I would appreciate if someone from Comcast could contact me about this.
We’re having serious throughput issues with our AS20326 pushing packets to Comcast over v4. Our transfers are either the full line-speed of the Comcast customer modem, or they’re seemingly capped at 200-300KB/s. This behavior appears to be almost stateful, as if the speed is decided when the connection starts. As long as it starts fast it will remain fast for the length of the transfer and slow if it starts slow. Traces seem reasonable and currently we’ve influenced the path onto GTT both ways. If we prepend and reroute on our side, the same exact issue with happen on another transit provider.

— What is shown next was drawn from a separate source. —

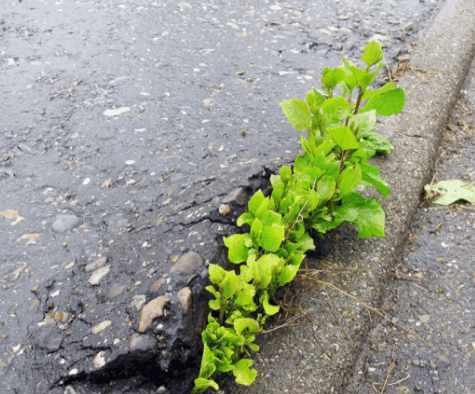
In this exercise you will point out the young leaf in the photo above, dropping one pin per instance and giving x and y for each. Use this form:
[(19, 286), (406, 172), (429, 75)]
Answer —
[(285, 173), (272, 236), (326, 188), (216, 273), (202, 384), (244, 218), (269, 309), (365, 214), (343, 137), (287, 274), (372, 53), (251, 326), (363, 122), (256, 202), (314, 99), (237, 249), (298, 113), (334, 110), (349, 179), (387, 103), (376, 143), (230, 284), (243, 372), (332, 77)]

This issue does not affect v6 and that is full speed on every attempt. This may be regionalized to the Comcast Pittsburgh market.
This is most widely affecting our linux mirror repository server: http://mirror.pit.teraswitch.com/
Our colocation customers who are hosting VPN systems are also noticing bottlenecks have started recently for their Comcast employees.
That's actually kinda normal for TCP behavior. The two most dominating
factors in TCP throughput are the round-trip time (RTT) and how large
the congestion window has grown prior to the first lost packet. Other
factors (including later mild packet loss) tend to move the needle so
slowly you might not notice it moving at all.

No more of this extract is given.